Frente a él se encontraba un extranjero, un poco más alto, que parecía ser un mercenario recién reclutado.
—¿Por qué ya está peleando? ¡Mi hermano ni siquiera ha Despertado todavía! —dijo Ji-Cheok sorprendido.
—Solo es una pelea física normal. No se permiten habilidades de Cazador. Aun así, es bastante intenso, se parece mucho a un entrenamiento real —explicó Ji-Han.
—Solo para confirmar… ¿realmente no están usando habilidades de Despiertos, verdad? —preguntó Ji-Cheok.
—Así es. ¿Son muy cercanos tú y tu hermano, verdad? —dijo Ji-Han con una sonrisa.
¡Smack!
Mu-Cheok retrocedió con una patada frontal, pero el mercenario siguió avanzando y lanzó una ráfaga de ganchos como si la patada no le hubiera dolido. Los golpes eran tan fuertes que incluso Ji-Cheok podía sentir el aire cortando desde donde estaba.
‘Se va a lastimar…’, pensó preocupado.
Aunque el extranjero no usaba habilidades, peleaba al nivel de un kickboxer profesional. Un golpe más podría bastar para noquear a Mu-Cheok, y el mercenario lanzó precisamente una patada con esa intención. Sin embargo, Mu-Cheok la anticipó, se movió hacia un lado y se acercó al enemigo. Todos lo vieron tensar el puño, y en un abrir y cerrar de ojos, lo lanzó directo al rostro del mercenario.
¡Smash!
El centro quedó en silencio al escuchar el crujido de la mandíbula del extranjero. Ji-Han se llevó la mano al mentón, intrigado.
—Vaya, ¿será la reencarnación de Ip Man? Sus movimientos están tan bien coordinados que parece salido de un libro de texto —comentó.
El mercenario murmuró furioso en su idioma. Ji-Cheok no entendió las palabras, pero podía notar que eran insultos.
La pelea continuó.
‘Mi hermano es más fuerte de lo que pensaba… No está siendo superado.’
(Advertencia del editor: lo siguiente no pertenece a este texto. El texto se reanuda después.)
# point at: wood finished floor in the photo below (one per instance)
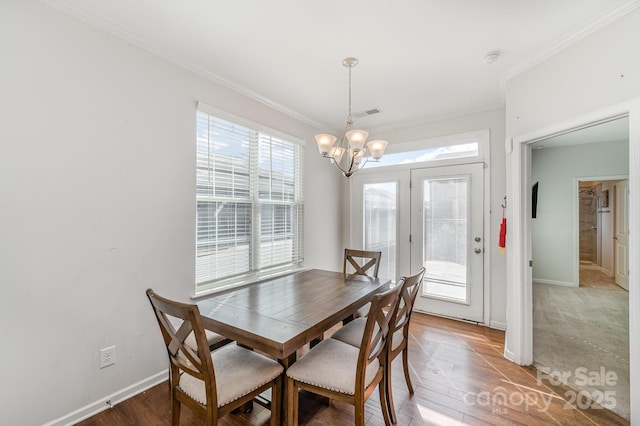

Ji-Cheok se dio cuenta de que, aunque el mercenario tuviera más experiencia usando habilidades, en fuerza física no había tanta diferencia entre ambos. Lo que más lo sorprendió fue la agudeza visual de Mu-Cheok: ¿cómo podía prever los movimientos del oponente con tanta precisión?
¡Pow!
Como si supiera lo que iba a pasar, Mu-Cheok se movió justo a tiempo para bloquear el contraataque del mercenario.